Она уже оправилась и собиралась идти дальше, но ей было очень опасно идти одной по такой гололедице. Мистер Брэй, вероятно, был того же мнения, потому что он спросил, куда она идет. Она ответила, что шла в гости к госпоже такой-то, которая живет около бульвара. Я тронул за руку мистера Брэя и тихо сказал ему, что если он может минутку обойтись без меня, я пойду проводить ее. Он ответил, что я ему не понадоблюсь раньше, чем через час. Я предложил даме руку и сказал, что буду очень рад проводить ее. Надо было видеть ее в этот момент! Однако она взяла меня под руку, и мы отправились в путь. Наверное, мистер Брэй и другой господин очень смеялись, глядя на нас; но мне было жаль пожилую даму, и я не хотел, чтобы она упала еще раз. Все встречные останавливались и глядели на нас: мы были смешной парой. Она не только оперлась на мою руку, но ухватилась за нее обеими руками, так что я тащил ее, как корзину. Мне интересно было узнать, кто она такая.

– Ты знаешь, как ее зовут? – спросила Герти.

– Нет, – ответил Вилли, – она не захотела мне сказать.
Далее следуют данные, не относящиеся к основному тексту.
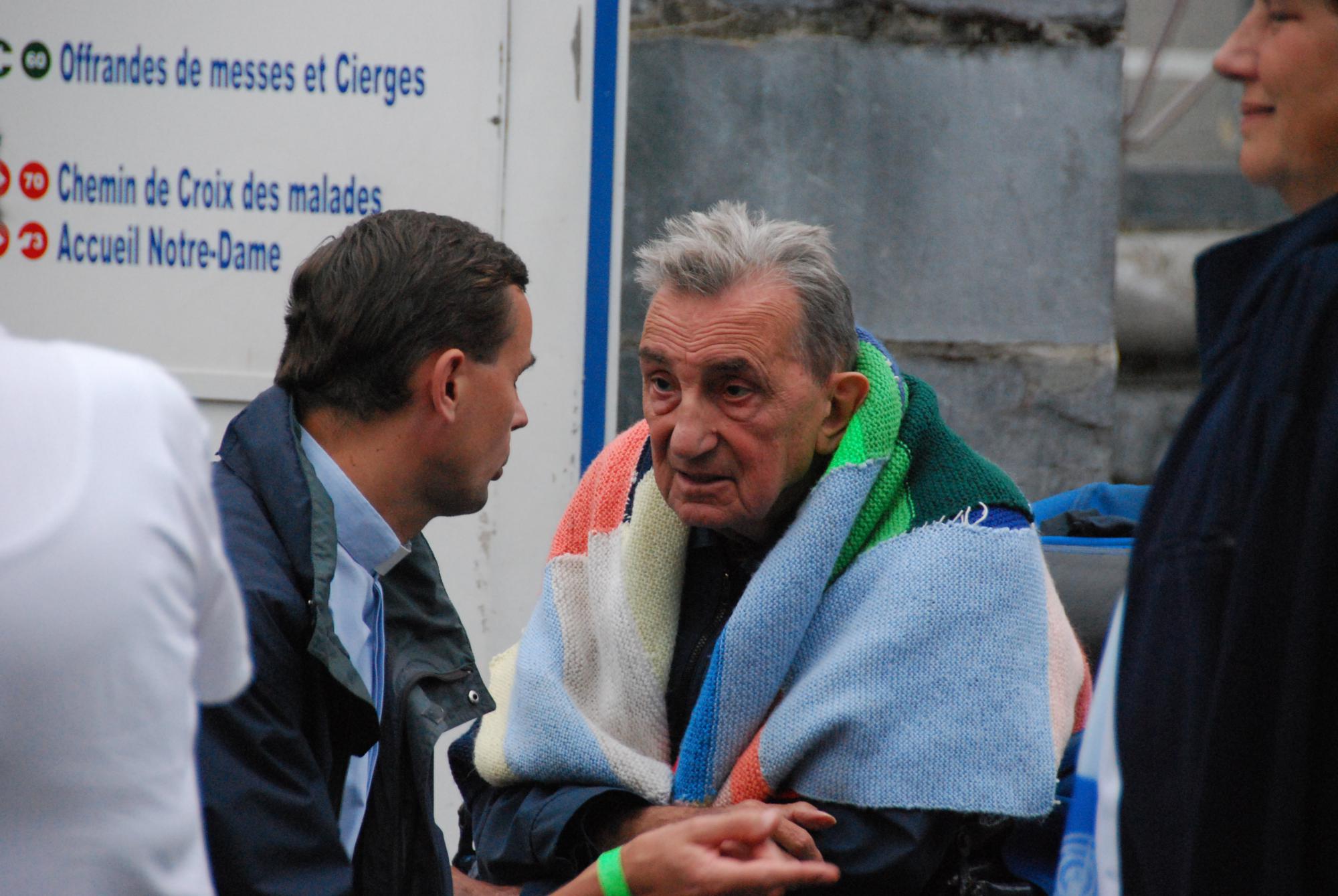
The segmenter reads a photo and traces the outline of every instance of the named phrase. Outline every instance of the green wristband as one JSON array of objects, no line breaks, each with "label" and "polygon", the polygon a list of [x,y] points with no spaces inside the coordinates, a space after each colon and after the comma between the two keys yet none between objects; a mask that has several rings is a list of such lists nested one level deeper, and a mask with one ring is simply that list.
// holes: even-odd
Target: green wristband
[{"label": "green wristband", "polygon": [[610,849],[599,856],[595,863],[595,872],[599,875],[599,889],[603,896],[632,896],[628,879],[622,873],[622,847]]}]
Я спросил ее, но она дребезжащим голоском ответила мне (тут Вилли расхохотался), что это тайна и что настоящий рыцарь должен сам узнать имя своей прекрасной дамы. О! Это было комичное приключение! Я спросил, сколько ей лет. Мама находит, что это было невежливо, но как бы там ни было, это единственная невежливость, которую я позволил себе, и дама сама могла бы это подтвердить.

– Сколько же ей лет?

– Шестнадцать!

– Да что ты, Вилли!

– Так, по крайней мере, она мне сказала! А верный и вежливый рыцарь должен верить своей красавице.

– Бедняжка! – сказал Тру. – Она, должно быть, впала в детство.

– Да нисколько, дядя Тру, – возразил Вилли. – Конечно, иногда, слушая ее бессмыслицы, можно предположить такое; но потом она начинает говорить вполне разумно. Она сказала, что премного мне обязана за внимание, которое я оказал ей, старой женщине. Придя на улицу Бэкона, мы встретили целый пансион молодых девушек, красивых, юных. Как только она издали их заметила, то решила, что я покину ее и пойду с ними. Но она затаила месть! И счастье для меня, что у меня не было подобного намерения, потому что это невозможно было бы выполнить. Некоторые останавливались и смотрели на нас с любопытством. Меня это нисколько не беспокоило, но дама думала, что мне это очень неприятно, и когда мы миновали девушек, она похвалила меня за мою «благосклонность» – это оказалось ее любимым выражением.

Вилли остановился, чтобы передохнуть. Тру похлопал его по плечу.

– Хороший мальчик, Вилли! – воскликнул он. – Славный парень! Он всегда уважает старость. Это очень хорошо, хотя твой дед уверяет, что теперь это уже не в моде.

– Я не знаю моды, дядя Тру, но мне всегда казалось, что любой человек обязан помочь пожилой леди, поскользнувшейся на льду…

– Вилли ко всем внимателен, – заметила Герти.

– Вилли герой, – смеясь, прибавил Тру. – Или же таким его представляют себе друзья…

– Я склоняюсь ко второму предположению. Но, Герти, нас ждет Карл XII, и надо заниматься. Может быть, такой случай еще не скоро представится, потому что мистер Брэй не совсем здоров сегодня; его лихорадит, и я обещал прийти в аптеку завтра после обеда. Если он расхворается, у меня будет слишком много дел, и я не смогу приходить домой.

– О! Будем надеяться, что мистер Брэй поправится! – в один голос сказали Тру и Герти.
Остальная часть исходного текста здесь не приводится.